Il existe des risques spécifiques à l’anesthésie périmédullaire (rachianesthésie, anesthésie péridurale). Une répétition de la ponction peut être nécessaire en cas de difficulté. Une difficulté à uriner peut nécessiter la pose temporaire d’une sonde urinaire. Des maux de tête peuvent survenir et nécessiter parfois un repos de plusieurs jours et/ou un traitement spécifique. Très rarement, on peut observer une baisse passagère de l’audition, ou un trouble de vision. Des douleurs au niveau du point de ponction, dans le dos, sont également possibles.

Il existe des risques spécifiques aux autres anesthésies locorégionales. Au cours de certaines anesthésies du membre supérieur ou du thorax, des complications respiratoires sont possibles.

En fonction des médicaments associés, des nausées des vomissements, des démangeaisons, des troubles passagers de la mémoire ou une baisse des facultés de concentration peuvent survenir dans les heures suivant l’anesthésie.

Toutes les techniques d’anesthésie locorégionale peuvent donner lieu à des complications graves mais rares : paralysie et/ou insensibilité plus ou moins étendues, temporaires ou permanentes, accident cardiovasculaire, convulsions, blessure d’un organe proche. Les pertes de sensibilité peu étendus et transitoires sont plus fréquentes.

Les complications graves liées à l’anesthésie générale ou à l’anesthésie locorégionale ne sont pas les mêmes, mais au final, aucune technique ne paraît plus risquée qu’une autre. Chacune de ces techniques a des avantages et des inconvénients spécifiques.

 

QUELS SONT LES RECOMMANDATIONS A RESPECTER AVANT L’INTERVENTION ?

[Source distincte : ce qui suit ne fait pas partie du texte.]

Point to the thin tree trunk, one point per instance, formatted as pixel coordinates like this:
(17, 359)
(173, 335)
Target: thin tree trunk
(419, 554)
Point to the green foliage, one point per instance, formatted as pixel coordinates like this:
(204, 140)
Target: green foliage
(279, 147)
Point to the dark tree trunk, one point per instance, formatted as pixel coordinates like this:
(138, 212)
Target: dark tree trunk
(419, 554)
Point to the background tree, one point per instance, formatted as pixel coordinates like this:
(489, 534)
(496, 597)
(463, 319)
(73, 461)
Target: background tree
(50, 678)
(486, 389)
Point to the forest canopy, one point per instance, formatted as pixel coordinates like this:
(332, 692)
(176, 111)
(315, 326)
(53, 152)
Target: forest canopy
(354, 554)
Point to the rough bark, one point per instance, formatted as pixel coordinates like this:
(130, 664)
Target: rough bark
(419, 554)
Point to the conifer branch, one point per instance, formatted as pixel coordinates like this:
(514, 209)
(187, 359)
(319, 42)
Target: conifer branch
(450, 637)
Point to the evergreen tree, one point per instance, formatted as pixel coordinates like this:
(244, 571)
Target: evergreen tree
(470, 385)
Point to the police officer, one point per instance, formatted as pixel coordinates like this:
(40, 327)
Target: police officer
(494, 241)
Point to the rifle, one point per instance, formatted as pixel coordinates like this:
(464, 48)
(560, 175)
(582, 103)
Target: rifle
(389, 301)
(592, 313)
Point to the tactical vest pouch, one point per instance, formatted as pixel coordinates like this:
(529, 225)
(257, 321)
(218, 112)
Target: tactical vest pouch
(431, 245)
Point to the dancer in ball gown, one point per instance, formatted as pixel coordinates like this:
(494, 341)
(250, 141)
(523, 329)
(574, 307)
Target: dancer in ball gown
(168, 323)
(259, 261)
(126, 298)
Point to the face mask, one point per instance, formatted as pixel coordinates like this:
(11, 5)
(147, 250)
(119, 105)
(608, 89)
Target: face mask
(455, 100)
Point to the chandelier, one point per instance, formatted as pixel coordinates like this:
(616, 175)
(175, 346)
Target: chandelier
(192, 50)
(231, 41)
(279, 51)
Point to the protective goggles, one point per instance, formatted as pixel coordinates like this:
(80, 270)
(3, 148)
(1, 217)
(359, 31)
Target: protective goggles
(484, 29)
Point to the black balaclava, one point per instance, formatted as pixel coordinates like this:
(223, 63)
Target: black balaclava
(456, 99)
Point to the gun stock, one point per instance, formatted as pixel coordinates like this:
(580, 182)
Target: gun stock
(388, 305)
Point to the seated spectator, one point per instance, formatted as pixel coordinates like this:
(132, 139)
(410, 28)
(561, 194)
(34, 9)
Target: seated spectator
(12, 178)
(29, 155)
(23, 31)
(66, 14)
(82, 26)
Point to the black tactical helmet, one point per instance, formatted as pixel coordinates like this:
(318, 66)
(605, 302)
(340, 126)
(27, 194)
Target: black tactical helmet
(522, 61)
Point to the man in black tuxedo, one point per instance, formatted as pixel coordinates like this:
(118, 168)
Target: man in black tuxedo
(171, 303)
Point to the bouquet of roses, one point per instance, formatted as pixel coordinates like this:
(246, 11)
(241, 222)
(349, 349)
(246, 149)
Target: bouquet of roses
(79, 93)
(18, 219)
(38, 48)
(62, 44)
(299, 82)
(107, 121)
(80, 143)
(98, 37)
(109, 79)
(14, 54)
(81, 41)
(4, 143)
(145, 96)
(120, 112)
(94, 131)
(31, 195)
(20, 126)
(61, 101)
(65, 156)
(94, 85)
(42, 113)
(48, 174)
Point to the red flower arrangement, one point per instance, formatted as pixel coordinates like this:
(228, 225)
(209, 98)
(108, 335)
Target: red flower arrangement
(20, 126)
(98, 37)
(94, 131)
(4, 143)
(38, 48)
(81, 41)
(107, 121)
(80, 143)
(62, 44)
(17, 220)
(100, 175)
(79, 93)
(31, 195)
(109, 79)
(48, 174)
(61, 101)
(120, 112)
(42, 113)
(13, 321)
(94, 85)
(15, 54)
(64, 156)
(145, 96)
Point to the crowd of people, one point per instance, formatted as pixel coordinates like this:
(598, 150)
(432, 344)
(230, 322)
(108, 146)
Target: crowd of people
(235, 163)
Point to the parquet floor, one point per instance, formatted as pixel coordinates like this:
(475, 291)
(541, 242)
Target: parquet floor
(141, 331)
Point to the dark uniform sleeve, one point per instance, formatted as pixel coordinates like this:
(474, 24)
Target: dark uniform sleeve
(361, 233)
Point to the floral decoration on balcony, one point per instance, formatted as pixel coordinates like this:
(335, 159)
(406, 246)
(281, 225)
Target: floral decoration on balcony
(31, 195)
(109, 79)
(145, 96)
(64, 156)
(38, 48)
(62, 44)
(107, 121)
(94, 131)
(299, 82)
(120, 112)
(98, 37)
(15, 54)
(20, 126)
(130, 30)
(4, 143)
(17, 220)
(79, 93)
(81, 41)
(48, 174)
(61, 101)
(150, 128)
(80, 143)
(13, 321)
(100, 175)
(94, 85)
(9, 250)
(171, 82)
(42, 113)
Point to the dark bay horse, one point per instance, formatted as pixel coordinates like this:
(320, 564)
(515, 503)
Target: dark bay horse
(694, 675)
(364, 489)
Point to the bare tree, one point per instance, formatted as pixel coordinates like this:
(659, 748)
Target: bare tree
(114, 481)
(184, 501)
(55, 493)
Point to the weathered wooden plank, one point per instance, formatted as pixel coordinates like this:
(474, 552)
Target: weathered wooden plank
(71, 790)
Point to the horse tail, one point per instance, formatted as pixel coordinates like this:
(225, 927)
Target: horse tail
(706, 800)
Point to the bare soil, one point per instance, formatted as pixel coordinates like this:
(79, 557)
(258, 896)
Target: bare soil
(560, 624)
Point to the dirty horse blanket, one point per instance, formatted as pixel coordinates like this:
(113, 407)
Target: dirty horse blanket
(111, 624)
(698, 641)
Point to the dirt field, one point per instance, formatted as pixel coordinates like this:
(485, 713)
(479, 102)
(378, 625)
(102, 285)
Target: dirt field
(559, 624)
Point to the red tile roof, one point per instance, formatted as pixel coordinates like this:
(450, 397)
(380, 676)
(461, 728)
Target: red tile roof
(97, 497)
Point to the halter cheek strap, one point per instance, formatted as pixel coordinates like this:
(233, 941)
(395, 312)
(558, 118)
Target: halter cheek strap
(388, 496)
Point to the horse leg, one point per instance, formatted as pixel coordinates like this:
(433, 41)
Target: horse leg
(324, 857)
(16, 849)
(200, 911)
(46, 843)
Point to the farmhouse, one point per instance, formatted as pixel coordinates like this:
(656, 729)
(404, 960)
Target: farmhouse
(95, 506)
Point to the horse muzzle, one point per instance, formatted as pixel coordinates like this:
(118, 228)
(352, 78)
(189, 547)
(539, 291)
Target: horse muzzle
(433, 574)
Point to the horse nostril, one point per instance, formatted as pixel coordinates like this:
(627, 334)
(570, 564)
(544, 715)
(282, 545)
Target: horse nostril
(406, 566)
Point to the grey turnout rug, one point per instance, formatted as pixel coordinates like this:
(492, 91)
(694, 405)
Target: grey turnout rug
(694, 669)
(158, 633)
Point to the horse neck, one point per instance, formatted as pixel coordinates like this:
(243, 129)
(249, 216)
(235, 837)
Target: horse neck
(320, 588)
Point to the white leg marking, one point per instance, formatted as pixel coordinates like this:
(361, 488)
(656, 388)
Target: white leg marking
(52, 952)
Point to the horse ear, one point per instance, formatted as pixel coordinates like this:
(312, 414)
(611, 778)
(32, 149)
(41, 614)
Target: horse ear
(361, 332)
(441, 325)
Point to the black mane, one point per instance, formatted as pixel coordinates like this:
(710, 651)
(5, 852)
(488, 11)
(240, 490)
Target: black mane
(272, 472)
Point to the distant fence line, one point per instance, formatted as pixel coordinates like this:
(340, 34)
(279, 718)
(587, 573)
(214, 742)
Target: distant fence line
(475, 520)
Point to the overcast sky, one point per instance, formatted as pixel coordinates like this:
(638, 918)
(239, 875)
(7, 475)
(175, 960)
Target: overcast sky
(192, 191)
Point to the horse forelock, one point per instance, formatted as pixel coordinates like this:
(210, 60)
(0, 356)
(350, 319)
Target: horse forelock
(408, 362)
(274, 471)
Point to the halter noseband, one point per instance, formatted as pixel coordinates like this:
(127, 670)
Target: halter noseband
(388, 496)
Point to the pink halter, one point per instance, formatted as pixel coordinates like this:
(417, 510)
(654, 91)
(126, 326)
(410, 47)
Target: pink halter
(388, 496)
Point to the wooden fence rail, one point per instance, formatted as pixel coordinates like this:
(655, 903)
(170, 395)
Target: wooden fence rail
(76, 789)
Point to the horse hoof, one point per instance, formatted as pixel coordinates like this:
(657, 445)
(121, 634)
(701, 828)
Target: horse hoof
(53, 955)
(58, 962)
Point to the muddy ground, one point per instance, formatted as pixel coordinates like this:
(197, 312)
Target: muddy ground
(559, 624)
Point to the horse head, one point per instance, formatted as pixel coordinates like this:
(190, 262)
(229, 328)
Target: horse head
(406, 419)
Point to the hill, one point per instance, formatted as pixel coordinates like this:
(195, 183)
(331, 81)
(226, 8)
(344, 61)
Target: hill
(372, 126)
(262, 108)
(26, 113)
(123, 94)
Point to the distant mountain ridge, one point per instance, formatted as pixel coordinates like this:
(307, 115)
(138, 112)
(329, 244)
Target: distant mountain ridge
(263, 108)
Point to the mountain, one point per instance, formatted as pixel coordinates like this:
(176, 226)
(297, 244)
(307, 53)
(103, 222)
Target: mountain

  • Etre à jeun : ne pas manger au minimum 6 heures avant l’intervention. Des liquides clairs (eau, thé, café sucré sans lait, jus de fruits sans pulpe) peuvent être consommés jusqu’à 2 heures avant l’intervention.
  • Ne pas fumer la veille et le jour de l’intervention.
  • Ne pas prendre d’anti-inflammatoire comme par exemple l’aspirine dans les 10 jours précédents l’intervention (sauf accord du médecin lors de la consultation d’anesthésie).
  • Prévenir l’anesthésiste en cas d’infection ou de tout autre problème de santé survenue depuis la consultation d’anesthésie.
  • Réaliser une toilette selon les recommandations, ne pas se maquiller ni mettre de vernis à ongle, retirer les bijoux, les lentilles de contact et les appareils dentaires.